The new NHS systems being implemented through the IT programme include:
- NHS Care Records Service (NHS CRS) – to create an individual electronic healthcare record for every patient
- Choose and Book – electronic appointment booking
- Electronic Prescription Service
- National Network for the NHS (N3) – to provide online access to records and images shared between organisations
- Contact - NHSmail national email and directory service – an email address for all NHS staff.

NHS Connecting for Health is an agency of the Department of Health set up in April 2005 to deliver and implement the National IT programme.

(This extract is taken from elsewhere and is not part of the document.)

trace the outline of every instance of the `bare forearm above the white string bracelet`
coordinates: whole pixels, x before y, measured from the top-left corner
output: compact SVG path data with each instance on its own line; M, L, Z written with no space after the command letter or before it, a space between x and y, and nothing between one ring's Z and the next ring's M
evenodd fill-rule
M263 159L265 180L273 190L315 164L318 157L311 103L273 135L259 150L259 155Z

The government says the benefits to nurses, doctors and other NHS staff include easy access to more comprehensive, up-to-date patient information; a fast, reliable and secure means of sending and receiving information; streamlining of clinical practice and smoother handovers of care; online decision support tools; easier access to best care pathways and faster access to specialist opinions and diagnosis; more efficient referrals; alerts to conflicting medicines; early detection of disease outbreaks; and reduced administration and paperwork.

The theory is fine, but the reality is different. Since it began, the national IT programme has not been an easy system to get going and is currently thought to be two years behind schedule and costing £12.4 billion.

NHS Connecting for Health is being implemented in five ‘cluster’ areas in England – all at different stages and managed by different companies. While some regions have set up IT systems that can be used by nurses, some are way behind schedule. By the end of April 2006, only two primary care sites and one A&E site in London had local service provider software.

Nurses have complained there was a lack of consultation with NHS staff when the programme was first being designed.

A RCN survey of more than 4,000 of its members on IT published in 2006 found that only 12% of nurses felt they had been adequately consulted when it came to NHS IT decision making, 69% had had no IT training at work in the previous six months, and many still struggled to get access to a computer at work.